If you have ever seen a dubbed foreign film or TV series, you have probably realized that the lips and voice are sometimes disconnected. This can often break the immersion and be a “dealbreaker” for fans of foreign content, usually meaning viewers would rather read subtitles than listen to choppy voice transposition. This animosity towards low-quality voice dubbing can be costly for films with a large target audience, most evidently, animated kids’ movies. Since most kids have a hard time reading subtitles fast enough, dubbing is the only option for these movies to be successful. To dub these movies in different languages, there were only two options: Either painstakingly alter the animations, frame-by-frame, for each language, or just overlay the new voices without changing the video at all.
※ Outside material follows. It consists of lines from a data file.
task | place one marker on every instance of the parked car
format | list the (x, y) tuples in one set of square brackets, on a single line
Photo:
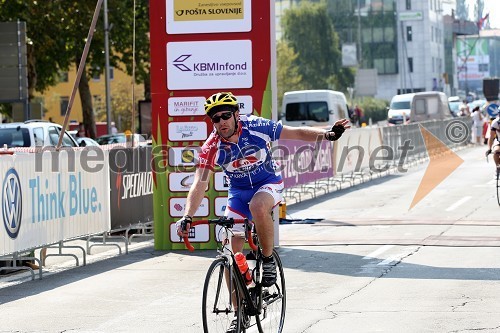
[(86, 142), (320, 108), (33, 133), (430, 105), (118, 138), (400, 108)]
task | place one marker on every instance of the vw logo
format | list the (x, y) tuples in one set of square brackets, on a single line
[(12, 203)]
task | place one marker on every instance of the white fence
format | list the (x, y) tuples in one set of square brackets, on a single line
[(50, 197)]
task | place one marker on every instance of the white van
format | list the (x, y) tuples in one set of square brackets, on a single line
[(430, 105), (400, 109), (318, 108)]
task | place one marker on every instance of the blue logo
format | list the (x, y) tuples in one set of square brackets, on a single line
[(12, 203), (492, 110), (179, 62)]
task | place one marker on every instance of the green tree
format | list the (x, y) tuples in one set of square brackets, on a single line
[(309, 31), (58, 31), (288, 75)]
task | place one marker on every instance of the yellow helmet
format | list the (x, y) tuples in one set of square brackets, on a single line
[(214, 103)]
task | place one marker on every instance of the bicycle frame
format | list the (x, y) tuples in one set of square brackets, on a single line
[(251, 308)]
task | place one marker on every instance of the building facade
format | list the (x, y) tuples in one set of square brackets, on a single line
[(402, 39)]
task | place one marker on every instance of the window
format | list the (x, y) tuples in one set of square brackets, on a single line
[(410, 65), (420, 106), (63, 77), (483, 67), (316, 111), (378, 34), (389, 34), (63, 104), (39, 136)]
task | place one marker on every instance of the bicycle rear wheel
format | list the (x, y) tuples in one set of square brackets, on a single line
[(218, 310), (498, 187), (273, 301)]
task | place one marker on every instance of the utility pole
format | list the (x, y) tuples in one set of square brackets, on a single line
[(106, 70)]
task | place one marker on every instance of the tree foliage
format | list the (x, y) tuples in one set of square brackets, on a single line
[(309, 31), (57, 31)]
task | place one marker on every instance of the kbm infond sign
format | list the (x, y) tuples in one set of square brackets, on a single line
[(209, 65)]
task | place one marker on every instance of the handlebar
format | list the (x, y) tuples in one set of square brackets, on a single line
[(225, 223)]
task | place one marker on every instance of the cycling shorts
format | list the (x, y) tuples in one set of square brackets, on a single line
[(238, 202)]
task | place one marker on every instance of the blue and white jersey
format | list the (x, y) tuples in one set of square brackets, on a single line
[(248, 163)]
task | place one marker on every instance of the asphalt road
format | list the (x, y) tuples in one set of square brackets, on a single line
[(371, 265)]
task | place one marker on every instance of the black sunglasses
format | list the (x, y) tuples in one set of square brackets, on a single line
[(224, 116)]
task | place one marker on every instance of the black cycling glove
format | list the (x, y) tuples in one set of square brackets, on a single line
[(182, 223), (335, 133)]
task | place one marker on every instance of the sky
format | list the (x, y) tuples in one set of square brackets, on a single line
[(492, 7)]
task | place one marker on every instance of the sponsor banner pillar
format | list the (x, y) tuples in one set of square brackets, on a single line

Unfortunately, since frame-by-frame tweaking was so expensive, the latter method became commonplace. This seeming lack of effort often reflected poorly on the content and deterred and alienated foreign moviegoers and TV watchers. However, with the advancement in AI and neural networks, foreign content may be able to adapt to foreign languages seamlessly. Some AIs are almost perfectly able to match any audio to any set or lips, even adding shading, so the changes are practically imperceptible1. But as the technology is getting more advanced, some people are getting worried.
In the movie Forrest Gump, the titular character can be seen meeting with presidents like Kennedy and Nixon. In the 90’s, something like this was incredible for its time. Each frame was meticulously constructed so that the immersion was still there; it felt like Forrest Gump was real and he was actually meeting the president. Interestingly enough, incredible scenes like these may become commonplace with the use of ‘Deep Fakes’.
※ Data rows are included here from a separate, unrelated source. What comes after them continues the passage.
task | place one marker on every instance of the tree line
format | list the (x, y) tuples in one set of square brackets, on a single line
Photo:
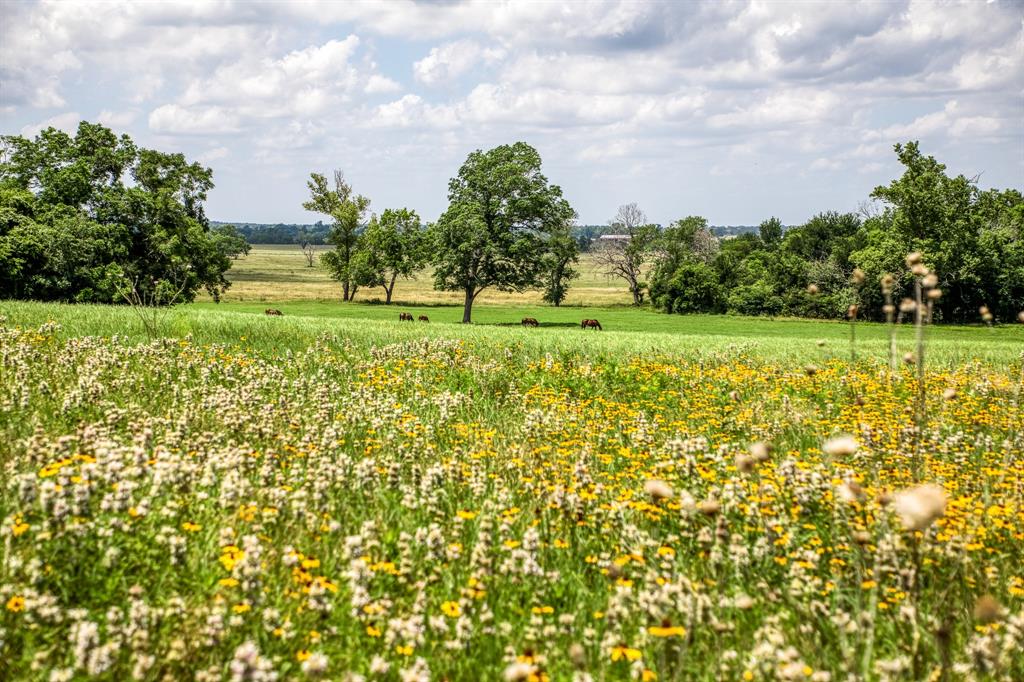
[(95, 218), (92, 217), (972, 239)]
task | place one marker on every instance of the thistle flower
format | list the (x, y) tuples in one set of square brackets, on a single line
[(841, 445), (919, 507)]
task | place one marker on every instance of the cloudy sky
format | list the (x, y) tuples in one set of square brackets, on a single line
[(730, 110)]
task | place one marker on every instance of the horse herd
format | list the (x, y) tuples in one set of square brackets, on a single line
[(526, 322)]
Video from Forrest Gump. Credit: Paramount Pictures Corporation
Deep Fakes are altered videos that use neural networks to overlay someone’s face, including lips and facial expressions, onto someone else’s face1. These can be used to make voice dubbing more fluid and realistic or could even make it look like someone did something when they actually didn’t. This ability to make virtually anyone “do” virtually anything could be problematic. Some people are afraid this technology could be used to incriminate an innocent person or that it could call the integrity of all video evidence into question.
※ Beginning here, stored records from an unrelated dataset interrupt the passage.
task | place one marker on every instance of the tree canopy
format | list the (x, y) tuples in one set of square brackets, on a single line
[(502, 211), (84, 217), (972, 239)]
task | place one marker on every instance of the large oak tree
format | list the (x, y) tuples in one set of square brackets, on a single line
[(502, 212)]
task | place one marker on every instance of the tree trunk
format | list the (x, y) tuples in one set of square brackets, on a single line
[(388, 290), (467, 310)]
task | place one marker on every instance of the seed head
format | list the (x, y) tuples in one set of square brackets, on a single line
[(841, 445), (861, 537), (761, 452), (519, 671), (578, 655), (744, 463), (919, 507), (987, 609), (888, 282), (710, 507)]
The surprising thing is that this technology isn’t all that new. This technology is just a more advanced version of the algorithms that Snapchat filters take advantage of. The first instance of modern facial recognition was in 2001 with the conception of the Viola-Jones Optical Recognition Framework2. By analyzing 100’s of pictures, it was able to accurately identify faces based on color gradients2. This is the same fundamental way that digital cameras are able to recognize faces while shooting photos or videos2.
Interestingly enough, Deep Fake technology can be used by just about anyone. There is a program called FakeApp that is allowing just about anyone to use and make their own Deep Fakes. All that is needed is a video, then the program will get to work, swapping the face with just about any celebrity you could think of. With this technology, scenes like the one above from Forrest Gump could be created in less than an hour and for free.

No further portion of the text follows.